The term "bully pulpit" stems from President Theodore Roosevelt's reference to the White House as a "bully pulpit," meaning a terrific platform from which to persuasively advocate an agenda. Roosevelt often used the word "bully" as an adjective meaning superb/wonderful. The Bully Pulpit features news, reasoned discourse, opinion and some humor.

Wednesday, February 28, 2007

The Fear Industrial Complex

By John Stossel
Real Clear Politics


We can scare ourselves stupid.

Consider vaccines. Robert F. Kennedy Jr. says the mercury in them has "poisoned an entire generation! It's causing IQ loss, mental retardation, speech delay, language delay, ADD, hyperactivity!"

The news media love this kind of story.
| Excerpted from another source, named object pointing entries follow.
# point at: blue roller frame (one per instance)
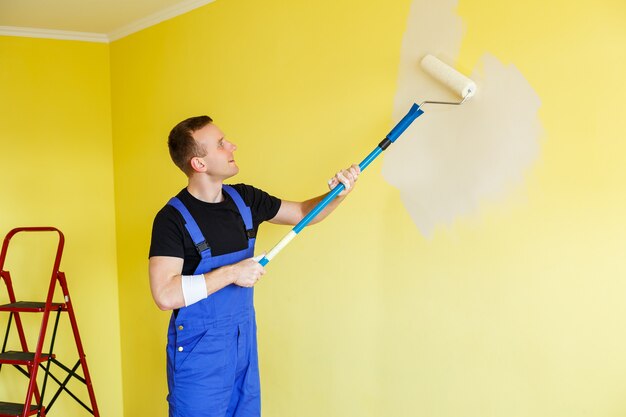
(406, 121)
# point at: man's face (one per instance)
(219, 159)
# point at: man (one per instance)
(201, 267)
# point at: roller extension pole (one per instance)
(406, 121)
(445, 74)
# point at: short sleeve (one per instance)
(167, 234)
(263, 205)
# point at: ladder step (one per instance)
(31, 307)
(12, 357)
(15, 409)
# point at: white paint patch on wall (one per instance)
(453, 157)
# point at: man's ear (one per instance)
(197, 164)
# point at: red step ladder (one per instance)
(28, 362)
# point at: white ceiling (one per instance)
(108, 19)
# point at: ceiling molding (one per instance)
(53, 34)
(136, 26)
(157, 17)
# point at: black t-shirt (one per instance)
(220, 223)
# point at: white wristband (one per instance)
(194, 289)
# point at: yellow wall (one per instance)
(56, 170)
(514, 311)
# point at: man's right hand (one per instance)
(247, 272)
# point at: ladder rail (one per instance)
(57, 277)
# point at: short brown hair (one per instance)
(182, 145)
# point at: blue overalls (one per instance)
(212, 360)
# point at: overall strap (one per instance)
(192, 227)
(244, 210)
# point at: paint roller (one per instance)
(446, 75)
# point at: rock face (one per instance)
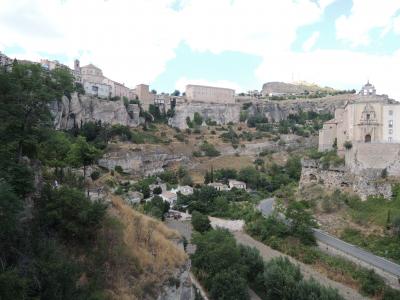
(279, 110)
(286, 142)
(290, 88)
(141, 161)
(80, 109)
(220, 113)
(364, 184)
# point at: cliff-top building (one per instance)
(201, 93)
(366, 131)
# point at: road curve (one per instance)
(266, 208)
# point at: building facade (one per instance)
(144, 96)
(99, 90)
(370, 118)
(201, 93)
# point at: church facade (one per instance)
(368, 118)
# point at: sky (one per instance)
(230, 43)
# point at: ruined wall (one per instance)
(280, 110)
(81, 109)
(364, 184)
(220, 113)
(372, 158)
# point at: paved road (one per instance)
(266, 208)
(268, 253)
(365, 256)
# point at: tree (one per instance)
(301, 222)
(197, 119)
(157, 190)
(10, 208)
(176, 93)
(54, 150)
(69, 213)
(82, 154)
(227, 285)
(200, 222)
(26, 92)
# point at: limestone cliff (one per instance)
(141, 160)
(220, 113)
(280, 110)
(80, 109)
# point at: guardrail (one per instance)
(365, 256)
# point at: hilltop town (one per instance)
(131, 187)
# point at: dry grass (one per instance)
(151, 245)
(228, 161)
They repeatedly invite Barbara Loe Fisher, who heads the Vaccine "Information" Center, to tell parents about vaccine risks. She warns of "seizures, brain inflammation, collapse shock, and of course the most serious effect is death."
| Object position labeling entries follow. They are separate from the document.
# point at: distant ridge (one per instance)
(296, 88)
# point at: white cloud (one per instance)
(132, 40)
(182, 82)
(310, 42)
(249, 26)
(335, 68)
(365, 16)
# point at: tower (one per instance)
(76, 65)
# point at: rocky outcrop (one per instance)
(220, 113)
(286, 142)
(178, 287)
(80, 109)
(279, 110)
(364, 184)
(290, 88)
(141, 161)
Causing autism is the biggest accusation. "Before kids received so many vaccines," says Fisher, "you didn't see autistic children. ... We can't build the special-education classrooms fast enough now to accommodate all these sick and disabled children."

Do vaccines cause autism?

Almost certainly not. Dr. Paul Offit, chief of infectious diseases at Children's Hospital of Philadelphia told me, "It's perfectly reasonable to be skeptical about anything you put into your body, including vaccines. And vaccines do have side effects. But vaccines don't cause autism."